Augusto Santos Silva defendeu ainda a necessidade de “olhar com cuidado” para as previsões económicas da Comissão Europeia, que anteveem “uma pancada brutal” na economia europeia em 2020, mas também uma “recuperação económica imediata” nos dois anos seguintes.
“Se reparar, [as previsões] são mais ou menos equivalentes para todos os Estados-membros.
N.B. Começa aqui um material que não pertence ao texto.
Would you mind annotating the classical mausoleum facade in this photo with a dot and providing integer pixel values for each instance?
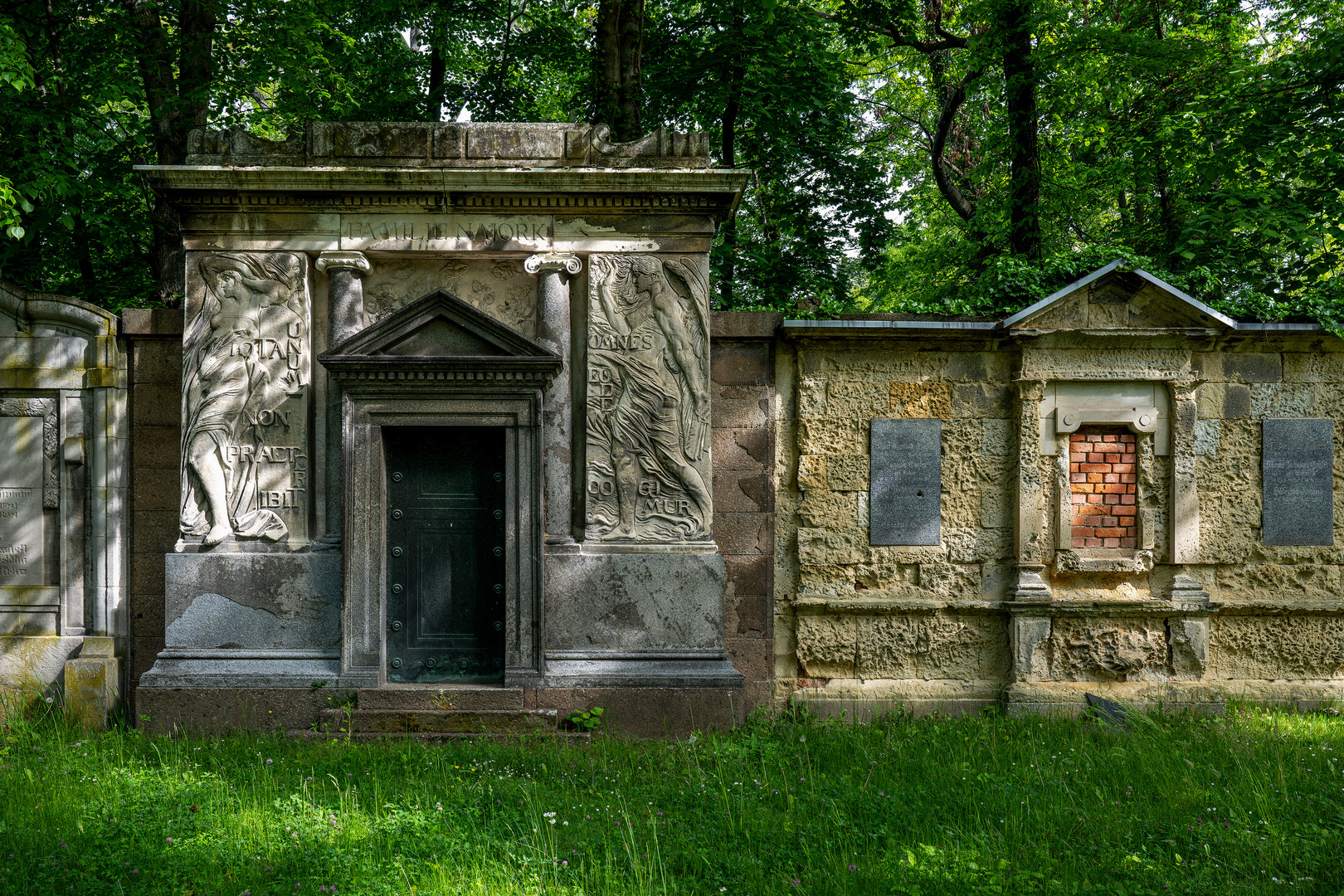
(448, 438)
A Suécia, a Holanda, a Alemanha, têm previsões de queda do produto iguais ou superiores às de Portugal e, portanto, esta é uma crise que nos toca a todos”, salientou.
Plano A, B e C para presidência da UE
Questionado sobre o impacto da pandemia na presidência portuguesa da UE, que começa no primeiro semestre de 2021, Santos Silva afirmou que a questão se coloca sobretudo do ponto de vista logístico.
“Estamos neste momento a trabalhar com um plano A, um plano B um plano C”, disse.
O plano A dependente de não haver uma segunda vaga e as condições de mobilidade estarem adquiridas, passa por reuniões informais “distribuídas pelo território português, uma cimeira informal dos líderes no Porto e a sede da presidência aqui no Centro Cultural de Belém”.
O plano B, numa situação de mobilidade um pouco mais reduzida, implica a redução do número das reuniões presenciais e o recurso a reuniões, por exemplo, por videoconferência, e o C, o pior dos cenários, com uma mobilidade suspensa, em que “o essencial da logística” assentará na dimensão digital.
“Mas, qualquer que seja o plano que do ponto de vista logístico venha a efetivar-se, do ponto de vista político a presidência portuguesa vai ser, como as anteriores, abrangente, bem sucedida e um contributo positivo para a integração europeia”, garantiu.